En este otro informe, voy con la segunda imagen: el planeta ya no se calienta, está acumulando energía.
El último informe sobre el estado del clima mundial, de la Organización Meteorológica Mundial (OMM), confirma que el período 2015-2025 fue el más cálido jamás registrado, con 2025 instalado entre los tres años más calurosos y una temperatura global que bordea los 1,43 °C por sobre la era preindustrial.
Pero más que la cifra, lo que cambia es la dinámica: el sistema climático perdió capacidad de amortiguar extremos y comenzó a amplificarlos.
Ese cambio ya tiene traducción concreta en Chile. El retroceso sostenido de los glaciares –uno de los indicadores más claros del informe– impacta directamente en la seguridad hídrica del país.
En la zona central y en la cordillera andina, estas masas de hielo funcionan como reservas estratégicas que regulan el agua en períodos de sequía. Su pérdida no es solo ambiental: redefine caudales, afecta el consumo humano, tensiona la agricultura y pone en cuestión la estabilidad de sistemas energéticos que dependen de esos flujos.

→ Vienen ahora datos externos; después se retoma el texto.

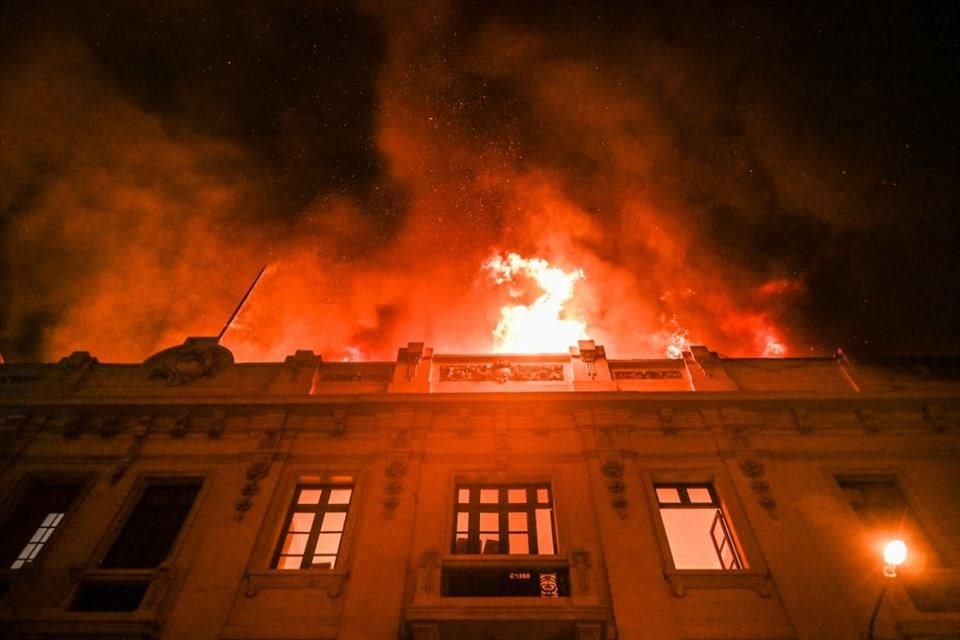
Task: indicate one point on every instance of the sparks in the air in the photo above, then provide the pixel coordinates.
(544, 325)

El océano, que ha absorbido la mayor parte del exceso de calor del planeta, también comienza a mostrar señales de agotamiento. Para un país con más de 6 mil kilómetros de costa, ese dato es estructural.
- El calentamiento oceánico altera ecosistemas marinos, modifica corrientes y afecta la productividad biológica, con impactos directos en la pesca y la biodiversidad. A esto se suma una mayor frecuencia de eventos como marejadas intensas y anomalías térmicas, que reconfiguran la relación entre el territorio y el mar.
La intensificación de eventos extremos que describe la OMM tampoco es ajena: Chile ya experimenta esa nueva lógica climática.
Una megasequía prolongada en la zona central, lluvias intensas y concentradas en cortos periodos, olas de calor más frecuentes y temporadas de incendios forestales cada vez más destructivas. No son eventos aislados, sino expresiones locales de un sistema global que acumula energía y la libera de forma más abrupta.
El nuevo indicador que introduce el informe –el desequilibrio energético de la Tierra– refuerza el problema estructural. En términos simples: entra más energía al sistema de la que puede salir.
Para Chile, esto implica la necesidad de repensar infraestructura, políticas públicas y planificación territorial en clave de adaptación. No se trata solo de reducir emisiones, sino también de prepararse para un escenario donde la variabilidad climática será la norma y no la excepción.
El informe deja además una advertencia que resuena con fuerza en la economía chilena: el clima ya no es un factor externo, sino un componente del riesgo sistémico.
Sectores como la minería, la agricultura y la energía dependen de condiciones cada vez más inestables, mientras el estrés hídrico y térmico comienza a afectar productividad y exportaciones. La transición energética aparece como una oportunidad, pero también como una urgencia.